Thursday, August 2, 2012

Lion Down

1951’s cadre of Disney shorts kicks off with my favorite character, Goofy, again getting into trouble for trying something new.  This time, however, it’s not a case of the “How To” formula being resurrected.  Instead, this is a straight up adversarial short, just like the recent Pluto and Donald Duck outings.  The opponent for this outing is a mountain lion, Louie, who we have seen previously in Lion Around and Hook, Lion and Sinker.

There seems to be a lot of these secondary characters being utilized during this era of the Disney shorts.  Between characters like Spike the bee, Bent Tail the coyote and now Louie the Mountain Lion, Disney has a sort of bench set of characters to match up with their big stars.  In this case, they have to go a bit out of their way to make it happen.  Goofy tries to hang up his hammock on his rooftop park, but is unable to do so because he lacks a second tree.  So the Goof heads out to the forest on the edge of the city to retrieve another tree, managing to pick Louie’s tree.

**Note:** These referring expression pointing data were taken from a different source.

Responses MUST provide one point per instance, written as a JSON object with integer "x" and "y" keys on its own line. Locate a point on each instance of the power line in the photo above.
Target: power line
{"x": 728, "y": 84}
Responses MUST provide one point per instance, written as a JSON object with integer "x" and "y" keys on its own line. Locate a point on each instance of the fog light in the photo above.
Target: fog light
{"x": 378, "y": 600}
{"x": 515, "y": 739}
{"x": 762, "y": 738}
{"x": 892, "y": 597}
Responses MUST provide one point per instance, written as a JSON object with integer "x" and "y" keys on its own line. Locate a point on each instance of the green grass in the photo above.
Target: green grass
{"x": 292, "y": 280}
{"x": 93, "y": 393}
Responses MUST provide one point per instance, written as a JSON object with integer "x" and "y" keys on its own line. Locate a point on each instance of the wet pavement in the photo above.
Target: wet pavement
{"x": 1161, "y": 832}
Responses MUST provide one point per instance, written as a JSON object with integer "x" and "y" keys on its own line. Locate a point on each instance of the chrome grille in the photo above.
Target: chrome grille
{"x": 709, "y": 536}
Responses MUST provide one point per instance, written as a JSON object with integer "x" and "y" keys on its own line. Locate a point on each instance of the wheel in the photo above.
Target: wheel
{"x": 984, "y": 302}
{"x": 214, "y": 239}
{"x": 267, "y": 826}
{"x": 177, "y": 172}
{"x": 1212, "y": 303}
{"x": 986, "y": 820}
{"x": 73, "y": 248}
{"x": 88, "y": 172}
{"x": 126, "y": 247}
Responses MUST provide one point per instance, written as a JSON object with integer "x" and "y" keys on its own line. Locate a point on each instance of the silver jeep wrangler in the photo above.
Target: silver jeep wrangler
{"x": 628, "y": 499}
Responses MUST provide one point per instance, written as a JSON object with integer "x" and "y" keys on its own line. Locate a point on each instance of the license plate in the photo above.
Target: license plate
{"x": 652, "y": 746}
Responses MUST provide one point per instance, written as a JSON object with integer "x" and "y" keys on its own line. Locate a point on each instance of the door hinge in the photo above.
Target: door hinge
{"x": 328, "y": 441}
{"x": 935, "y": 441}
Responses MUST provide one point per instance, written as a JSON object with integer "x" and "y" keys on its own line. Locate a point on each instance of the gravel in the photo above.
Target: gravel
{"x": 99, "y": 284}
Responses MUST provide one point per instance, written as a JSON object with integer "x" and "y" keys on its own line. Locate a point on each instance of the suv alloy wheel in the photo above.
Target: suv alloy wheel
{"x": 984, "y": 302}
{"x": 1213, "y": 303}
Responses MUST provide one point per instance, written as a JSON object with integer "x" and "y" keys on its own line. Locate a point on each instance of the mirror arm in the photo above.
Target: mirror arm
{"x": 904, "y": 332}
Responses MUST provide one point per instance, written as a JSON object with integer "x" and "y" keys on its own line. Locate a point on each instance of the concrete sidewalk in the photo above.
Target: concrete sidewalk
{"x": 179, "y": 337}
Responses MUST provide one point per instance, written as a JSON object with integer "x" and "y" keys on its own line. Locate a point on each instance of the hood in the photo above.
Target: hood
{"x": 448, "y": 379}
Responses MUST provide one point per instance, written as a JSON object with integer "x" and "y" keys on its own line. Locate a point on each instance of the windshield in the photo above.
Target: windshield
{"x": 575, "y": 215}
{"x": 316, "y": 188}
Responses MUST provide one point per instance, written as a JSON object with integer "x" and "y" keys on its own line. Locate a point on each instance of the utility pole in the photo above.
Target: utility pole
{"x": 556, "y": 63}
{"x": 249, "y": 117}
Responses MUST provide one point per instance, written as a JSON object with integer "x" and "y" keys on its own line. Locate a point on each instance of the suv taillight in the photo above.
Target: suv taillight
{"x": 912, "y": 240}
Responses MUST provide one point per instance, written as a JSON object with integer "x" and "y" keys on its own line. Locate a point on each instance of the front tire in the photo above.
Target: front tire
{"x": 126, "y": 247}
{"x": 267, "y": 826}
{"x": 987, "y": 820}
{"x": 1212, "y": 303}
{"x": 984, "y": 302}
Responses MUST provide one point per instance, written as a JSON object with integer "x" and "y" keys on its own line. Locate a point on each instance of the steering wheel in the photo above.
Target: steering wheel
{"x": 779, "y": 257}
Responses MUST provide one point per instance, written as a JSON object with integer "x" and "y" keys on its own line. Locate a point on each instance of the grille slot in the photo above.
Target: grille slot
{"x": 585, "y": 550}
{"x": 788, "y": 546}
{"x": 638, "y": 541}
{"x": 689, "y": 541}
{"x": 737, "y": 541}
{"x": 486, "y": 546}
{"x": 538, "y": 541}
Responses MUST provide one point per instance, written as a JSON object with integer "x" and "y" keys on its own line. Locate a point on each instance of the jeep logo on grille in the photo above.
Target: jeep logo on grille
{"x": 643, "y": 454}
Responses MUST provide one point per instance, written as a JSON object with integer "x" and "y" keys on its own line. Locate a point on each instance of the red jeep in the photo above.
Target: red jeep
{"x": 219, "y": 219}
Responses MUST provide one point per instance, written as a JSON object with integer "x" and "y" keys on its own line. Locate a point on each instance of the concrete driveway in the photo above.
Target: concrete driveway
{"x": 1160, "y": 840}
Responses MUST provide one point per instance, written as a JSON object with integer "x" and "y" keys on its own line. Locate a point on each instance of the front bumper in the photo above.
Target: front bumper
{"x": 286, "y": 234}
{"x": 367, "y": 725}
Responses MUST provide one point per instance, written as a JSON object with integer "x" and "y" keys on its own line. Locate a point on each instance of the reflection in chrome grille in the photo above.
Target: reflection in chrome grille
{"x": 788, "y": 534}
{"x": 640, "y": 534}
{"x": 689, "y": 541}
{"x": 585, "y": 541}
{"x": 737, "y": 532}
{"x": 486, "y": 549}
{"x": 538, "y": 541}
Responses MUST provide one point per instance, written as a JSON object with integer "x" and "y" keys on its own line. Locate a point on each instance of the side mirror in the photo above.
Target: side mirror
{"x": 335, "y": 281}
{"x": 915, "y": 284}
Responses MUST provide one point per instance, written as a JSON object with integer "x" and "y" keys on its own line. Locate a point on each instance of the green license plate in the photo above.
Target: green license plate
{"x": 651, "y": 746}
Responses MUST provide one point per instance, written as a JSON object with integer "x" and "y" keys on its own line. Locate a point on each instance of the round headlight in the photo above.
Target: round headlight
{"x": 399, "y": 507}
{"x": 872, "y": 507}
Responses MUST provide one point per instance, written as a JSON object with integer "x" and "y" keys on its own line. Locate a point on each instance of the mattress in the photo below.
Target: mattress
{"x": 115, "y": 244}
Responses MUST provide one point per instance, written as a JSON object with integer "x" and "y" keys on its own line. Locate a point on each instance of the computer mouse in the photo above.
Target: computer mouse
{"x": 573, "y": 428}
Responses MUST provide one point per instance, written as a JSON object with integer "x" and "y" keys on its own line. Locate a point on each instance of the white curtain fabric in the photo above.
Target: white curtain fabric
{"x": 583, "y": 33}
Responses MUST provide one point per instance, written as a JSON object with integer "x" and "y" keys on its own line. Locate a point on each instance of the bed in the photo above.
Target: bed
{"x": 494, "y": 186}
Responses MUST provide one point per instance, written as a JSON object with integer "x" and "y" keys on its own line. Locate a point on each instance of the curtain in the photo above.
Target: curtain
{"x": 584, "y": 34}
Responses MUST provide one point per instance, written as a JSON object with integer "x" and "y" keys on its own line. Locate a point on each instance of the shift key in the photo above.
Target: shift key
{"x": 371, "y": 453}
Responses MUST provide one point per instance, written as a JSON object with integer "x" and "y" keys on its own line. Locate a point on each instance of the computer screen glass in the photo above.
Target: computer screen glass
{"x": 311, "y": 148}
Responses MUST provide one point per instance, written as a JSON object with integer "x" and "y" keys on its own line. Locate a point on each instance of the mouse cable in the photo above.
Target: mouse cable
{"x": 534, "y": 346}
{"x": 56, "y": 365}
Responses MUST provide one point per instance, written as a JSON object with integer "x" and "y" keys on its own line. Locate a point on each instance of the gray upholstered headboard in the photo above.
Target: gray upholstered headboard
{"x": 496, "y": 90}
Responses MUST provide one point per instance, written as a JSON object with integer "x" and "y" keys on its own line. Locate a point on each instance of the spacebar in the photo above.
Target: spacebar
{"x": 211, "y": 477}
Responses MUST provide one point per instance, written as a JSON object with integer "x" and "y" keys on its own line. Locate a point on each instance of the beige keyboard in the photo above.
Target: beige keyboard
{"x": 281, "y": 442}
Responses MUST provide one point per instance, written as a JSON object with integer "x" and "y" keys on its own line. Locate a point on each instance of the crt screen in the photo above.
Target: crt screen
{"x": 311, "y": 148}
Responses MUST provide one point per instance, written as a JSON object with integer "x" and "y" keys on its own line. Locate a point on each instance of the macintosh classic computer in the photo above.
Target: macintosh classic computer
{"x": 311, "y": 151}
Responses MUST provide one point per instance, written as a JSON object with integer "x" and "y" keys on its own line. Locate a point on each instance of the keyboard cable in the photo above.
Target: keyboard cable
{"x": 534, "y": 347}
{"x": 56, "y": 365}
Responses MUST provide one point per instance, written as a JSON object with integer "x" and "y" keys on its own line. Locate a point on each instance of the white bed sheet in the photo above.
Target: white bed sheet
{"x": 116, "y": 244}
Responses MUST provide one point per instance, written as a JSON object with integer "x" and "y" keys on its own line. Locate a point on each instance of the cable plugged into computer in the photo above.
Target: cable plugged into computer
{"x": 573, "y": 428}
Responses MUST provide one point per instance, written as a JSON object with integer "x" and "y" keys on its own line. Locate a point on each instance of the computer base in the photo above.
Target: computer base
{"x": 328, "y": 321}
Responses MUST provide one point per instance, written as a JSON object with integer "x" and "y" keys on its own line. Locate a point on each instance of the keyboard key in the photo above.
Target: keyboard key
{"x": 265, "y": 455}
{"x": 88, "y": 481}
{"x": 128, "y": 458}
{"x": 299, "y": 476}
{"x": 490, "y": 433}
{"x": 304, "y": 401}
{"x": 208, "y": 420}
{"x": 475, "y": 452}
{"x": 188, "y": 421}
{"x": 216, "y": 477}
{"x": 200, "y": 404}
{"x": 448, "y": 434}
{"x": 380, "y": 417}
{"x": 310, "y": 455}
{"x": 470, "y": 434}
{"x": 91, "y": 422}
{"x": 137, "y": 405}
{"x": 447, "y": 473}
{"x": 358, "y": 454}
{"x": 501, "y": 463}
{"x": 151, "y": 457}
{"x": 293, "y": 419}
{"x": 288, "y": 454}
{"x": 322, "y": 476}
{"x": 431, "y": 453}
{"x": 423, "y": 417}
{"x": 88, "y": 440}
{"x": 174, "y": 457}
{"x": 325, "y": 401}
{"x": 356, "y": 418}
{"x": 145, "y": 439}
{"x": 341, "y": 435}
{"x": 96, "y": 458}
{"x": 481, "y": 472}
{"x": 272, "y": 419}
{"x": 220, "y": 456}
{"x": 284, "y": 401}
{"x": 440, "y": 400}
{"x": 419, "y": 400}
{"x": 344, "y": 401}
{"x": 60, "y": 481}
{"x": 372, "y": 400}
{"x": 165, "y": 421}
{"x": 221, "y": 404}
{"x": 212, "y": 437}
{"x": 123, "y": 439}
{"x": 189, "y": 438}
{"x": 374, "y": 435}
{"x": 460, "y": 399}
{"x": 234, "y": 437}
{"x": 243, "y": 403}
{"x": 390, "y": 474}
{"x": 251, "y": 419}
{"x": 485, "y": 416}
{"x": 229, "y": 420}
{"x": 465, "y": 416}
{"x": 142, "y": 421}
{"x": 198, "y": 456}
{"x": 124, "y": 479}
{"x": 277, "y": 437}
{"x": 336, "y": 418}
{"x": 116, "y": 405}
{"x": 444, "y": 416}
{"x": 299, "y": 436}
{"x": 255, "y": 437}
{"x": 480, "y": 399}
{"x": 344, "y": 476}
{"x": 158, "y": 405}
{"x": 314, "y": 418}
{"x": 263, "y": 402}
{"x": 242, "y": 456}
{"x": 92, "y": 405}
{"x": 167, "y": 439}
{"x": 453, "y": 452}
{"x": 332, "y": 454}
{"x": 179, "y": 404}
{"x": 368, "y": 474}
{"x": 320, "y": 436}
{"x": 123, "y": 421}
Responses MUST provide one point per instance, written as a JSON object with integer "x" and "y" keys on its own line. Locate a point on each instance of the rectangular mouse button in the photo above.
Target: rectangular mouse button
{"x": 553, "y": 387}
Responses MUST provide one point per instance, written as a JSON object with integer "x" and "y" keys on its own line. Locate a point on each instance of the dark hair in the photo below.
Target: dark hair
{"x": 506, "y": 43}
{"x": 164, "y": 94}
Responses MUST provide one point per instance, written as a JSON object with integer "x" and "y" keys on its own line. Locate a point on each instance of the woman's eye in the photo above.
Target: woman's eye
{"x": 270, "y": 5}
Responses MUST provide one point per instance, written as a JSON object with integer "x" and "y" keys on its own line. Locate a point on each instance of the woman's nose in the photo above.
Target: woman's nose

The scenes of Goofy in his urban habitat are a reminder of how far the character has progressed since his original appearances in the Mickey Mouse shorts as a dim witted barn animal dog.  Now, he is the Everyman, living in a nice apartment in a major city.  His outdoor life is limited to this rooftop grassy area where he can lay out his hammock.  That presents problems when trying to plant the tree, with some great gags about digging into the roof and having lamps and furniture coming out.

Where the comedic tension gets really dialed up, though is when Louie starts trying to throw Goofy off the roof.  It’s a startlingly aggressive pose from one of the adversary characters, but it’s so funny.  Goofy manages to survive repeated attempts to throw him over the side of the building, but the back and forth over the hammock involves some “real” stakes.  That makes it a short with more over the top humor than we’re used to in the Disney works, and honestly seems more like something you’d find in a Warner Brothers short.

There’s no mistaking this for the frantic energy of Looney Tunes, but Lion Down is as close as Disney has come in the late 1940s and early 1950s.  That is a good thing because there is an energy to Lion Down that some of the more mundane shorts have not had.  I enjoyed this short and actually laughed out loud for the first time watching these cartoons in many months.  It shows that Disney’s artists had the ability to create some great shorts, provided that they were able to push some boundaries.